Matewis: Probably the
Tokolosh. Every region has its fair share of weird superstitions, but what makes this one so funny is what people do to protect themselves from this little creature that carries people away at night: they elevate their beds by placing bricks beneath each leg of their beds so that the tokolosh can't reach up high enough to grab them at night. I don't think it's as common under the middle classes, though I could be wrong, and I don't know how prevalent it is anymore under the lower classes. I'm willing to guess that many people still believe it, if for no other reason that sangomas (witch doctors) are still being taken extremely seriously over here. When people employ workers for construction work or house renovation, then the recruiting pool is predominantly from the lower class, and there you'll often hear stories of how they refuse to sleep on beds that aren't additionally elevated in some way, either using bricks, rocks or cans of paint.

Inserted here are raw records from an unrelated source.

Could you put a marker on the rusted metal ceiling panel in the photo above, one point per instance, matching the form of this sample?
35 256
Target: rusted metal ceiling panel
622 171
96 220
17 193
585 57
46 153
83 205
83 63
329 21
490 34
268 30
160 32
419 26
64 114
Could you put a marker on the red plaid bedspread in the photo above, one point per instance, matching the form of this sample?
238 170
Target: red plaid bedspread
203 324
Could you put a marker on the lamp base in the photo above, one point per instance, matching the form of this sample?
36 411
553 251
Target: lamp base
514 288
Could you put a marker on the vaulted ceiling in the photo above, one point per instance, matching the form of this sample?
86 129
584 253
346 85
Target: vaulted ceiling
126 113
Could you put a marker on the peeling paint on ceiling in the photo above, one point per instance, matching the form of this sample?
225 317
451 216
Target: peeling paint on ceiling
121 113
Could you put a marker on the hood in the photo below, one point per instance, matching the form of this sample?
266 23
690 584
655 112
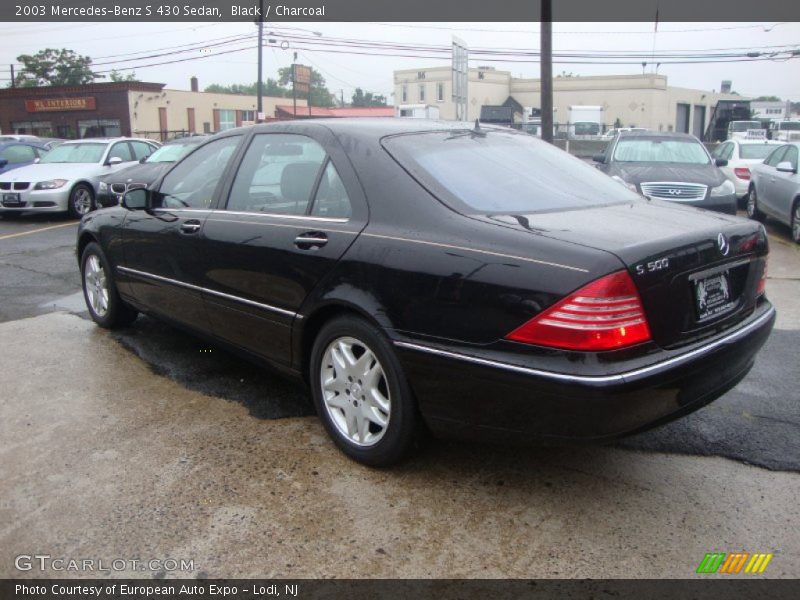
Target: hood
44 172
637 173
138 173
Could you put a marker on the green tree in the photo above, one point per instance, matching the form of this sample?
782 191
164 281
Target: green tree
319 94
54 67
117 76
361 98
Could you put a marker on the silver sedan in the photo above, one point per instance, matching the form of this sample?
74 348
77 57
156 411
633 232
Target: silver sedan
775 188
65 178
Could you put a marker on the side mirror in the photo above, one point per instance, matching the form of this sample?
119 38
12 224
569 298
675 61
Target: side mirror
136 198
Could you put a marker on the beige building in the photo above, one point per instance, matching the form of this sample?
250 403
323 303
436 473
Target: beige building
630 100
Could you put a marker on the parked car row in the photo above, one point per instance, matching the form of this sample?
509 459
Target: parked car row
66 178
472 280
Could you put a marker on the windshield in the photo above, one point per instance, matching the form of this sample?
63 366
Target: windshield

The tokolosh also frequently appears in the media as a joke, and sometimes not, and in the most successful local cartoon strip, Madam&Eve:
For some reason this reminds me of the Faerie folk in British/Irish/European culture. Not the modern, romantic fables, but the gritty, Celtic strain. Nailing an iron horseshoe above the entrance to a building to protect from evil spirits, et al.
It is also believed that iron fixtures were used at Stonehenge (a Neolithic monument in southern England), to prevent evil spirits from disrupting rituals there.